I have no idea how many times I've complained over the years, and seen others complain, about the Oakland Raiders defense being too simple. The topic came up recently after Stanford Routt told Pat Kirwan and Tim Ryan, "..we ran a little bit of zone that game, but predominantly, it's what we do. If we play 60 snaps on defense, at least 56 of those are going to be man coverage. Everyone in the league knows what our game plan is."
If you missed it read more on Routt interview here.
Conveniently Mike Tanier of Football Outsiders and NBC Sports took a look at the complexity of defenses in 2010 and then rated them.

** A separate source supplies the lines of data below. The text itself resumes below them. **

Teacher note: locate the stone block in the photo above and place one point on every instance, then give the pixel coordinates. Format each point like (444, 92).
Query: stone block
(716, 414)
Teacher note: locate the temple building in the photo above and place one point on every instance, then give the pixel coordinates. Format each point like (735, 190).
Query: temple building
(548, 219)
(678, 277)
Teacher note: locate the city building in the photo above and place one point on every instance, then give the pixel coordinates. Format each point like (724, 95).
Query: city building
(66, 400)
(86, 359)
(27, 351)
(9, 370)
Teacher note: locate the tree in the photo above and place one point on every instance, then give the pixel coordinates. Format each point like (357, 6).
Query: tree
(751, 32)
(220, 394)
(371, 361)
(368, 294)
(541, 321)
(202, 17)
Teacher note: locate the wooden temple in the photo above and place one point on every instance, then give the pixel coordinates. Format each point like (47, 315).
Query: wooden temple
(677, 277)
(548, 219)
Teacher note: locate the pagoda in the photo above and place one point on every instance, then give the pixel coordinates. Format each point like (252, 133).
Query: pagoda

Jump over to so how he devised is how he devised his ratings, and where the Raiders figure into his rankings....
Standard deviation measures how "spread out" a set of numbers is. The Lions’ pass rush percentages are all spread out, going from 1 percent (for three-man rushes) to 76 percent (for four-man rushes). The Jets’ percentages are more closely bunched. The lower the standard deviation, the more regularly the defense does different things, making that defense more complex. Standard deviation isn’t meant to be used like this, but it gets the job done for a quick-and-dirty study.
His scale does not take into account the switch from man to zone coverage in the secondary. It focuses more and how many and who teams send after the QBs.
He then rated the five least and most complicated defenses in the league. The Raiders weren't in either group. I am shocked to be honest with you. While the Raiders increased their safety blitzes last year, they still seldom ever blitzed a linebacker, and I can't remember one single zone blitz.
As I mentioned this doesn't reflect a switch form man to zone in coverage, and I think we can all agree the Raiders seldom switch that up. And I also think that is where most of us would like to see them get a little more complex.